If not sufficiently sated by the soccer scandal, Italians awoke several days ago to learn that Vittorio Emanuele di Savoia, the son of the last king of Italy, has been arrested for attempting to pay bribes in order to secure interests in gambling and prostitution enterprises--not exactly a crime fit for a king or even for the Savoys, who have become something of a joke for their playboy lifestyle and poor Italian accents but still command respect in some sectors of the population. There is a certain irony in that the male members of the family were until recently forbidden entry into the country under a provision of the Republican Constitution: now at least one of them was effectively forbidden to leave. The would-be king was subsequently released to house arrest by magistrates who cited his cooperative attitude in the investigation.
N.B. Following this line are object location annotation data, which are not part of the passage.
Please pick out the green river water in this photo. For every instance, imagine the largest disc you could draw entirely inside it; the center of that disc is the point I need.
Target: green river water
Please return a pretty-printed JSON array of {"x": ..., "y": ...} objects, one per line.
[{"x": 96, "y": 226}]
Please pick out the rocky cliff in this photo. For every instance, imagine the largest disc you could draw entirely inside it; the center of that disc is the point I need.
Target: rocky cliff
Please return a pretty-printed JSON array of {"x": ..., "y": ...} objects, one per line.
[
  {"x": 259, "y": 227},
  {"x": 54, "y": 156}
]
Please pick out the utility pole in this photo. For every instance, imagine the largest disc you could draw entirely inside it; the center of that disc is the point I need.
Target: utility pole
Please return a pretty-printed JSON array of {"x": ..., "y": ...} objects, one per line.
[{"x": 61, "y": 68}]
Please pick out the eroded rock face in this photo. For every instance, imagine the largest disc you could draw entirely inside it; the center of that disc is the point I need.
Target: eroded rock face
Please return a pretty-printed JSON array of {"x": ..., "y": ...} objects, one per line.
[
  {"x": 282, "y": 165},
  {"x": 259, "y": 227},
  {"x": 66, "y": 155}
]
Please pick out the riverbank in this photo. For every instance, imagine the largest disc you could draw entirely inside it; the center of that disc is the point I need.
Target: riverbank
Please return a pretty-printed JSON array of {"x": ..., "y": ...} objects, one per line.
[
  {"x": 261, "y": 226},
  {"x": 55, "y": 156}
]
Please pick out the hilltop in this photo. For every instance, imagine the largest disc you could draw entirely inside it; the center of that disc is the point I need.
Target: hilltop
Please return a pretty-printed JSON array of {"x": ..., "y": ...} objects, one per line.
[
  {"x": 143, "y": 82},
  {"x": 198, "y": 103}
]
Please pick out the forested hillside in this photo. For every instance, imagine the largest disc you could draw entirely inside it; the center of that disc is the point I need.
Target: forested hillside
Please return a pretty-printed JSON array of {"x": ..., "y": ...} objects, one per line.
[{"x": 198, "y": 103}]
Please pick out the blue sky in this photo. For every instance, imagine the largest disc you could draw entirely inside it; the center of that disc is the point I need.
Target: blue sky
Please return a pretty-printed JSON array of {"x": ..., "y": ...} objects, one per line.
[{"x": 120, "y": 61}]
With all of this going on taxation and fiscal policy has understandably had a hard time getting on the front page of Italian newspapers. An additional package of tax and spending measures is scheduled to be proposed in early July, but the Government has sent conflicting signals as to what it will include. Among the goals cited by the Finance Minister, Tommaso Padoa-Schioppa, are reducing the budget deficit, increasing annal GNP growth from its current 2 % or so a year, reducing the tax burden associated with the hiring of new employees, and improving equality and social justice--goals that may be difficult to achieve on their own let alone simultaneously. On the bright side, some pundits have suggested that either an Italian or German victory in the World Cup will provide a temporary economic uplift; at the very least the continued stagnation would be somewhat easier to bear.

A note of comic relief, or at least a change of pace, was provided by the Corte di Cassazione, Italy's supreme court, when it ruled that a man was criminally liable for filming his estranged wife in bed with her lover without her official permission. According to the court, the combination of unauthorized filming, together with the man's later forwarding of the video to members of his wife's family, constituted criminal defamation, notwithstanding his arugment that the pictures "were not in the least bit compromising." The couple was separating at the time of the crime, and presumably has remained that way.